Featured Poet Jen Karetnick

Jen Karetnick is the author of five full-length poetry collections, including Hunger Until It's Pain (Salmon Poetry, forthcoming spring 2023); The Burning Where Breath Used to Be (David Robert Books, forthcoming August 2020); and The Treasures That Prevail (Whitepoint Press, September 2016), finalist for the 2017 Poetry Society of Virginia Book Prize. She is also the author of five poetry chapbooks, including The Crossing Over (March 2019), winner of the 2018 Split Rock Review Chapbook Competition. Her poems have been awarded the Hart Crane Memorial Prize, the Romeo Lemay Poetry Prize, the Anna Davidson Rosenberg Prize, and two Dorothy Sargent Rosenberg Prizes, among others. Her work appears recently or is forthcoming in Barrow Street, The Comstock Review, december, Michigan Quarterly Review, Terrain, Under a Warm Green Linden, Valparaiso Poetry Review, and elsewhere. Co-founder and managing editor of SWWIM Every Day, Jen is currently a Deering Estate Artist-in-Residence. Find her on Twitter @Kavetchnik and Instagram @JenKaretnick, or see her website.

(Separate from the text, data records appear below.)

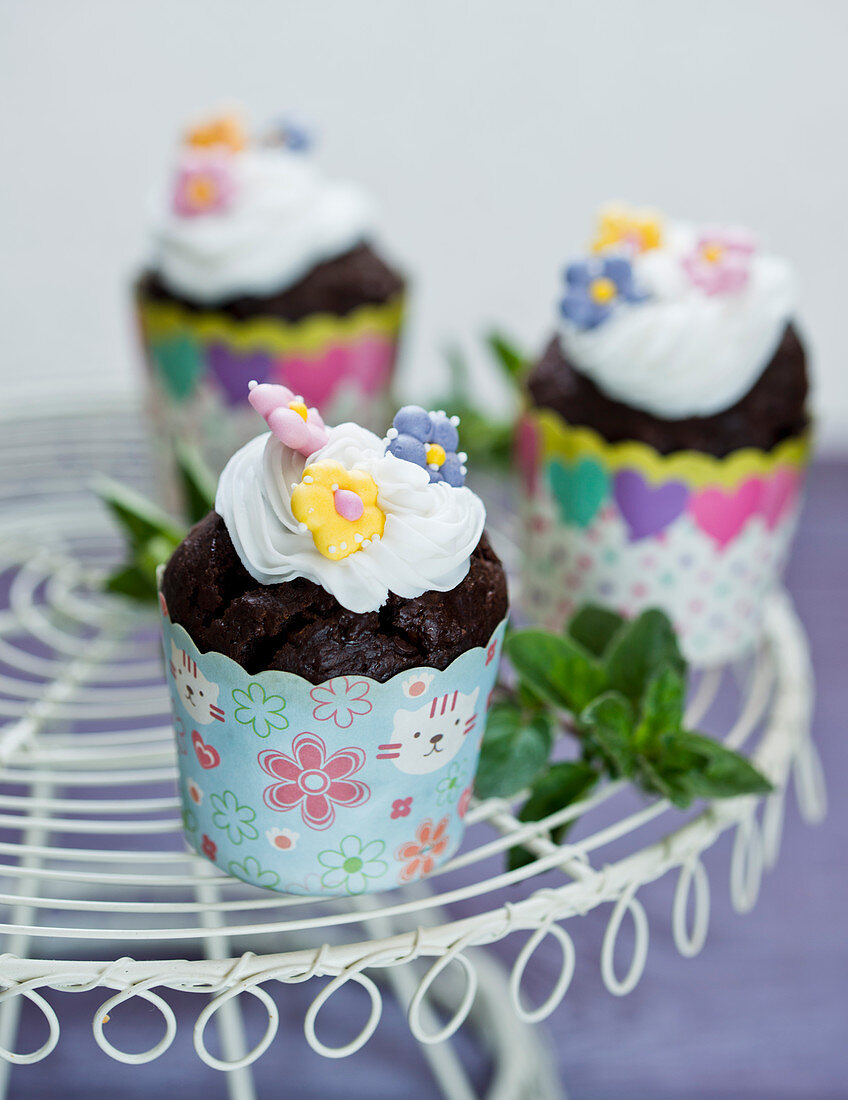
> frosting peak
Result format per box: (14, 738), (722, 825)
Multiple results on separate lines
(151, 117), (373, 304)
(214, 415), (486, 614)
(559, 209), (795, 419)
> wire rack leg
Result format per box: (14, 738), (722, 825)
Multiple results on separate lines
(195, 864), (256, 1100)
(0, 781), (53, 1100)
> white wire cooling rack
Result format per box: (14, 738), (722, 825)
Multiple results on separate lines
(0, 407), (825, 1100)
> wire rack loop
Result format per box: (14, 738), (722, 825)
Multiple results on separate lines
(730, 802), (764, 913)
(407, 933), (477, 1044)
(192, 981), (279, 1073)
(672, 856), (709, 958)
(304, 961), (383, 1058)
(509, 914), (576, 1024)
(601, 882), (648, 997)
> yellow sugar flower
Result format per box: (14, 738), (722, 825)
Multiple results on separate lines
(592, 202), (662, 252)
(291, 459), (386, 561)
(186, 112), (246, 153)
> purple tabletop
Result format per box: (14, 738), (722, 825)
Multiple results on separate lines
(10, 463), (848, 1100)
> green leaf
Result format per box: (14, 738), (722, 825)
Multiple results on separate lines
(486, 332), (528, 381)
(568, 604), (625, 657)
(634, 664), (686, 749)
(95, 476), (186, 547)
(505, 630), (605, 713)
(673, 730), (773, 799)
(507, 760), (601, 871)
(474, 703), (553, 799)
(577, 691), (636, 779)
(606, 609), (686, 705)
(176, 443), (216, 524)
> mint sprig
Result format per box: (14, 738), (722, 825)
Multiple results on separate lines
(475, 606), (772, 868)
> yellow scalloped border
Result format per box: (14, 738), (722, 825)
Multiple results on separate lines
(527, 408), (812, 488)
(139, 295), (405, 354)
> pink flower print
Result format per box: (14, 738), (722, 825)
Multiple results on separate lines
(681, 229), (753, 295)
(174, 154), (235, 218)
(395, 817), (450, 882)
(309, 677), (371, 729)
(257, 733), (371, 829)
(247, 382), (329, 459)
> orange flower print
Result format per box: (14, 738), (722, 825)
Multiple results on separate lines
(395, 817), (451, 882)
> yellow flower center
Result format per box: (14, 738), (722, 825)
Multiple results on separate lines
(186, 176), (216, 208)
(291, 459), (386, 561)
(588, 275), (618, 306)
(426, 443), (448, 466)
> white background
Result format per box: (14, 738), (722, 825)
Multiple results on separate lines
(0, 0), (848, 451)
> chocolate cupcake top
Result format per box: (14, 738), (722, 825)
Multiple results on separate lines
(559, 205), (795, 420)
(151, 114), (372, 305)
(216, 384), (486, 614)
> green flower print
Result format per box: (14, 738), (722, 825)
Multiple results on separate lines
(227, 856), (279, 890)
(318, 836), (388, 894)
(232, 682), (288, 737)
(436, 760), (466, 806)
(212, 791), (260, 844)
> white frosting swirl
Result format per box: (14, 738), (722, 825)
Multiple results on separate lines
(151, 146), (373, 304)
(214, 424), (486, 614)
(560, 224), (796, 420)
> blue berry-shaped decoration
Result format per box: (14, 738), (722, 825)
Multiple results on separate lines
(386, 405), (467, 488)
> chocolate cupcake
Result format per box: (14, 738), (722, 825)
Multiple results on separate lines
(161, 385), (507, 894)
(135, 116), (404, 503)
(519, 207), (810, 664)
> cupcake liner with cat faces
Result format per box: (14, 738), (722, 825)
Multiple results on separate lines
(517, 409), (810, 667)
(163, 601), (506, 897)
(137, 295), (404, 497)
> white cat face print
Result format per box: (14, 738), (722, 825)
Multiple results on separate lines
(377, 688), (480, 776)
(170, 641), (223, 726)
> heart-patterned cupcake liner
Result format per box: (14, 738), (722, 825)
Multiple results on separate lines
(518, 409), (810, 666)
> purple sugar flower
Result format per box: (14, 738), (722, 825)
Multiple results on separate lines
(386, 405), (467, 488)
(560, 256), (648, 329)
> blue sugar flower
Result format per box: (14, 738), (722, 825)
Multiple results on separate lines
(560, 256), (648, 329)
(266, 117), (313, 153)
(386, 405), (467, 488)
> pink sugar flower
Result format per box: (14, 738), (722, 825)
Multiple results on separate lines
(247, 382), (329, 459)
(173, 155), (235, 218)
(681, 229), (753, 295)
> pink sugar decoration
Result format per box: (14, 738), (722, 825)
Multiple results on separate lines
(681, 229), (755, 296)
(247, 382), (329, 459)
(333, 488), (365, 524)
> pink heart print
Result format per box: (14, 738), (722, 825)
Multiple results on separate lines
(689, 477), (764, 550)
(762, 466), (801, 531)
(191, 729), (221, 770)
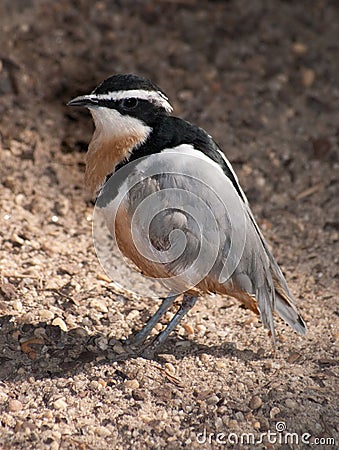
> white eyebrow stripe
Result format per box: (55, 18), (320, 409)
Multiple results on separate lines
(89, 89), (173, 112)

What My Autopsy Will Reveal

The glass houses of organs were bottles
with ships atilt inside. Stones made fences
where not even dust should have been raised.

Hits were recorded, not recovered from; meals
became anthropologic; wisdom was lost
long before memory was impacted like molars.

A tree damaged more than fifty percent in a storm,
this body, split along the sap lines, should have
long ago been removed, stump dug up,

trunk ground down, its remains spread
over the mango roots to fertilize the living fruit,
the one task it could embrace without failure.

*From American Sentencing (Winter Goose Publishing, May 2016), long-listed for the 2017 Julie Suk Award from Jacar Press and the 2017 Lascaux Prize; previously published in Mount Hope and republished in Daily Verse.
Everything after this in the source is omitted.